Op-Ed: The Racism of Vax Mandates
4 min readAfter receiving a fair amount of blowback for my insistence that the Arvada Center’s vaccine mandate is racist, I figured I would clarify the argument for those who saw the scandalous image of performers in blackface in front of the building. “You just don’t like vaccines!” I heard as I was accused of being racist myself by those who likely would find voter ID laws to be racist but see nothing problematic with firing people who decide a COVID vaccine isn’t for them. Let’s dig into how racist vaccine passports really are:
The Left’s Standard For Racism is Based on Impact
To leftists, any government policy that leads to different results for “protected” groups is automatically a racist policy. This principle is what underpins the left’s insistence that America is a systemically racist country. By their logic, the existence of any measurable difference in outcome between people of different ethnic groups is proof positive that underlying racism exists. Racial differences in scholastic outcome? It’s because the curriculum is designed for one racial group. Racial differences in wealth? It’s because capitalism itself is a system built to uniquely benefit certain skin tones over others. Yet there is a fundamental difference between getting an ID (which is an identical process for everyone) and being forced to make the exact same medical decisions.
Usurping a Person’s Bodily Autonomy is Racist, Sexist, Ageist, and Ableist
We were all made very different from one another, and in no way are our differences more obvious than in our medical needs. As much as modern medicine has helped us understand what causes, prevents, or treats specific medical conditions, every person has a unique combination of needs and physical traits that demands unique treatment. It is self-evident that a world of billions of unique people will have billions of unique medical circumstances.
Many medical issues can be demonstrated to disproportionally affect people of different ethnicities. For example, sickle cell disease is much more common among people of African ancestry. Males suffer from Parkinson’s disease and Autism at a higher rate than women. There are limitless combinations of genetic and physiological characteristics that make it essential that everybody has the right to choose what is the best course of treatment for themselves.
Any one-size-fits-all medical mandate throws both the right to personal bodily autonomy and the wonderful physical diversity of mankind out the window. It assumes that a given medical intervention is always the proper choice for a patient – no matter what their risk profile or preference. Usurping the authority a person has over their body means the person cannot effectively make decisions that are responsive to their gender, age, disability, or ethnicity. This is despite the fact that the person will bear the consequences of whatever decisions are made.
For example, it has been clearly demonstrated that healthy, young men are at almost zero risk from a COVID-19 infection, but bear the highest risk of cardiovascular complications resulting from the mRNA vaccines. In Colorado, 20-39-year-olds represent nearly 40% of reported COVID-19 cases, yet represent only 2.39% of COVID-linked deaths (about 200 COVID-related deaths).

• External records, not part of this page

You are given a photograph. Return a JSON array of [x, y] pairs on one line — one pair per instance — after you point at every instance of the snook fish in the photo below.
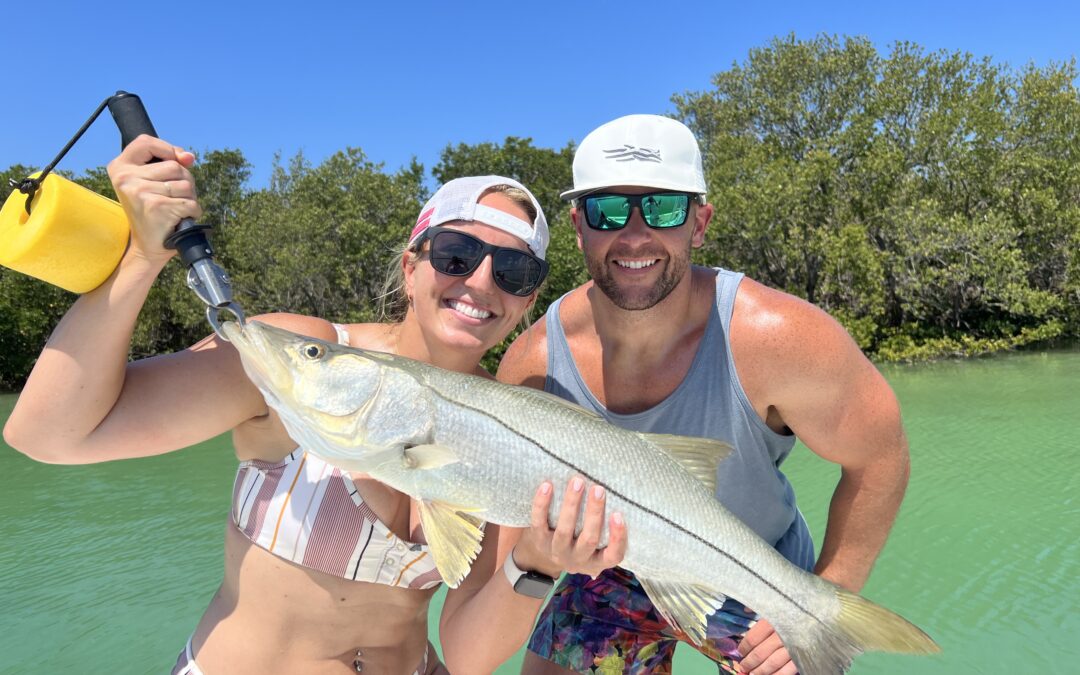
[[470, 449]]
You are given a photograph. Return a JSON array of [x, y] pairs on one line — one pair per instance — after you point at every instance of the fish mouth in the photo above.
[[262, 360]]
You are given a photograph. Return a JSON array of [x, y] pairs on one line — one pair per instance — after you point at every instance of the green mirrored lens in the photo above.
[[659, 210], [607, 213], [664, 211]]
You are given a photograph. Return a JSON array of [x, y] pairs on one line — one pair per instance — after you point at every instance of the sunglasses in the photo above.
[[456, 254], [659, 210]]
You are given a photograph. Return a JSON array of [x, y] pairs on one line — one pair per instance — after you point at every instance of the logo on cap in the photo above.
[[629, 152]]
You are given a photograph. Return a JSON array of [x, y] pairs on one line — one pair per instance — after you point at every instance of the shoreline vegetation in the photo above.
[[928, 201]]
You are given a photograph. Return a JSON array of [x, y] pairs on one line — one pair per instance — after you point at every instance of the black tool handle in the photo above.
[[131, 117]]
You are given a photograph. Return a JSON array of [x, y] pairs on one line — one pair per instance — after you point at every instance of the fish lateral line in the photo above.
[[659, 516]]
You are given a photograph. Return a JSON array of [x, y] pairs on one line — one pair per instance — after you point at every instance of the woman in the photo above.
[[324, 572]]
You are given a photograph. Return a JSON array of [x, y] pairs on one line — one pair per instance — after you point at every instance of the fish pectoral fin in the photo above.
[[430, 456], [454, 539], [699, 456], [685, 606]]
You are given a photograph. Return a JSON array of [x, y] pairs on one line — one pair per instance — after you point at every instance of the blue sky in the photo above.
[[404, 79]]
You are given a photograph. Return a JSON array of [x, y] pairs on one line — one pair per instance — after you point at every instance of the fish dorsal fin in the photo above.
[[699, 456], [685, 606], [428, 457], [454, 539]]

Yet this age group shows 2,922 reported vaccine-related events in the CDC’s VAERS database (which the government admits contains underreported totals) including 4 reported deaths. In total, the current VAERS tally is 89 Colorado deaths post-vaccine.

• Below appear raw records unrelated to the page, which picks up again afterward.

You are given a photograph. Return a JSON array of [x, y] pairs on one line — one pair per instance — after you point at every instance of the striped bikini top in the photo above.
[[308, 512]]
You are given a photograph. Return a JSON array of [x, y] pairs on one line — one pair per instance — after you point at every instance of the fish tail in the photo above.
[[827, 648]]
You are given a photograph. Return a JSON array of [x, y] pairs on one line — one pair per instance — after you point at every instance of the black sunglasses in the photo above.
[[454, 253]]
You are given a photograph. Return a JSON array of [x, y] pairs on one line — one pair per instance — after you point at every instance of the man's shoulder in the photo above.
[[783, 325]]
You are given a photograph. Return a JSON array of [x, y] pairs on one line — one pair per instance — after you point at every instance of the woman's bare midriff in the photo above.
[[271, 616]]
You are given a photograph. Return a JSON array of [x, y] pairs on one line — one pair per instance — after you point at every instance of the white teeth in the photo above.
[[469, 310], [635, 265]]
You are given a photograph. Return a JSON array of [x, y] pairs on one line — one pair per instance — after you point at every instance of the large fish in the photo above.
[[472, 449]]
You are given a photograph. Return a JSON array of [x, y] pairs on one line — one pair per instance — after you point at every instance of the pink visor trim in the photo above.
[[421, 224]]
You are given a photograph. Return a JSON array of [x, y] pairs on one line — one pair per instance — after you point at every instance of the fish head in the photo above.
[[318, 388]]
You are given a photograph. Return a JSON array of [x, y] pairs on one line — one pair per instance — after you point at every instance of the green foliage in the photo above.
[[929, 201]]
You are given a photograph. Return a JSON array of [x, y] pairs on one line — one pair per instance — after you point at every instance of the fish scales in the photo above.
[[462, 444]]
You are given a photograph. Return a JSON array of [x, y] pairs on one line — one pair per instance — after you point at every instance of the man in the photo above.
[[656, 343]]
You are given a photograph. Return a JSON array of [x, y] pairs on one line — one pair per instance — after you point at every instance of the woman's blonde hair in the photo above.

It should be noted that a VAERS death does not mean the patient died due to the vaccine. Similarly, a patient counted as a COVID-19 death did not necessarily die because of the virus, and the average age of COVID death in the US is 78 – greater than the average life expectancy.
Race Affects Medical Decisions
Black Americans have every right to be concerned about taking COVID-19 vaccines. More than that, they have every right to make their own medical decisions. Black Lives Matter leaders in New York have called COVID-19 restrictions “another reason to be racist, to put us in prison.” The overarching principle is that a one-size-fits-all restriction that discriminates against people who make different medical decisions will always be racist because medical decisions are frequently made in response to physiological concerns linked to ethnicity, age, and gender.
In our previous article concerning the Arvada Center, we rightly noted the discrepancy in the medical choices being made by blacks and whites, and that the implementation of a vaccine mandate for attendees of shows would therefore discriminate against blacks who have understandably decided not to take the vaccine. It is a policy that excludes black citizens based on their individual medical situations and creates a situation where many blacks (and people of all ethnicities) are discriminated against by a publicly funded institution.